Child poverty has hit the news agenda with the launch of Save the Children’s It Shouldn’t Happen Here campaign, the charity’s first ever UK fundraising appeal, which is calling for £500,000 to help recession-hit families pay for coats, shoes, hot meals and other necessities. The timing of the announcement and the fact of an international aid organisation campaigning in the UK has prompted accusations of political positioning, but this has clouded the real issues raised in the report.

With significant numbers of parents found to be going without food and borrowing money to provide for their children, and stark images of deprivation - around one in five parents in poverty said their children go without new shoes when they need them - arising alongside evidence of financial struggle in households well above the poverty bracket, a complex, changing landscape of poverty emerges that goes beyond stereotypes and simple solutions.

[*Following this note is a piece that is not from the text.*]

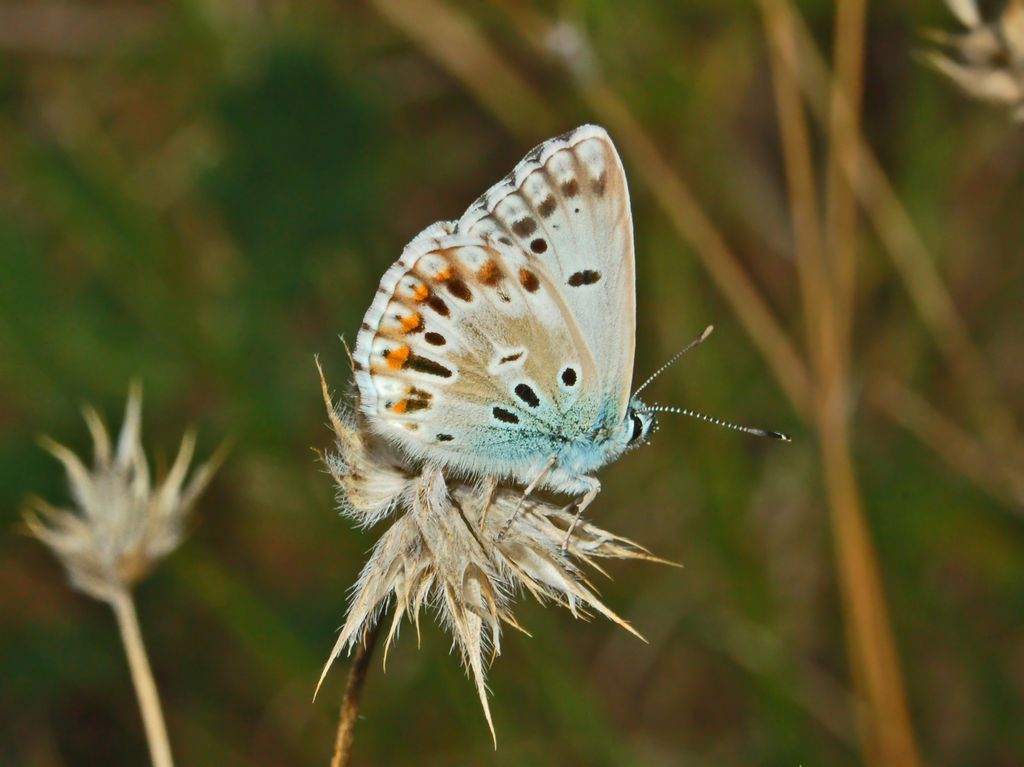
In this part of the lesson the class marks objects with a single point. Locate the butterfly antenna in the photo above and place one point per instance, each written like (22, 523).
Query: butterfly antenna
(675, 357)
(719, 422)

The survey questioned over 5,000 parents and 1,500 children from a variety of low- to middle-income households, exploring their experiences of poverty and financial struggle and the effects on mental wellbeing and family life. Taken together with evidence of material deprivation, the report helps build the many-sided, nuanced picture of poverty that we need - one that acknowledges the rise of in-work poverty, and the complex sets of social, material, mental and physical factors that interact to keep many different types of households poor.

The complex nature of poverty as a lived experience is what Demos’ current research on multidimensional poverty measurement aims to capture. This autumn, Demos will publish findings from the research, carried out in conjunction with NatCen, which has identified 16 ‘types’ of poverty including 5 types of child poverty in Britain today – households where certain problems or factors cluster together to present different types of challenges. Demos’ 3D Poverty report highlighted the importance of the way poverty is understood in devising ways to tackle it.

By considering a total of 20 indicators of poverty, from physical and mental health, housing and education to community-based factors like neighbourly support and political engagement, the project aims to move away from the standard approach to measuring poverty – households earning under 60 per cent of the median income – which, as the present government has acknowledged, is inadequate as either an explanation or description of poverty, towards a more sophisticated understanding that will inform efforts to improve lives on the ground.

Crucial to communicating the human experience of poverty and gaining public support for these measures are the kind of striking images that arise from Save the Children’s report. Material deprivation is only one aspect of poverty, and it does not explain it, but the findings that 14 per cent of children in poverty say they go without a winter coat, for example, or that 13 per cent have stopped asking their parents for anything at all, are not merely headline-grabbing; they convey the reality of people’s experiences in a way charts and numbers do not.

At the same time, what unites the 16 types of poverty identified by Demos and NatCen and the households in the It Shouldn’t Happen Here report is low income. Save the Children’s call for the government to stick to the 2020 child poverty target, encourage employers to pay the living wage, let parents keep more money before benefits are withdrawn (following the introduction of the Universal Credit)  and provide help with childcare and living costs for low earners acknowledges this, while providing an insight into the complex range of factors on which Demos’ research will focus.

With an estimated 3.5m children currently in poverty in the UK, a figure the IFS has predicted will rise by 400,000 during this Parliament, and the failure of abstract income measures to inform and connect with the public imagination, it is sharp, visual representations of poverty such as the ones in Save the Children’s report that highlight the need for a multidimensional response all the more.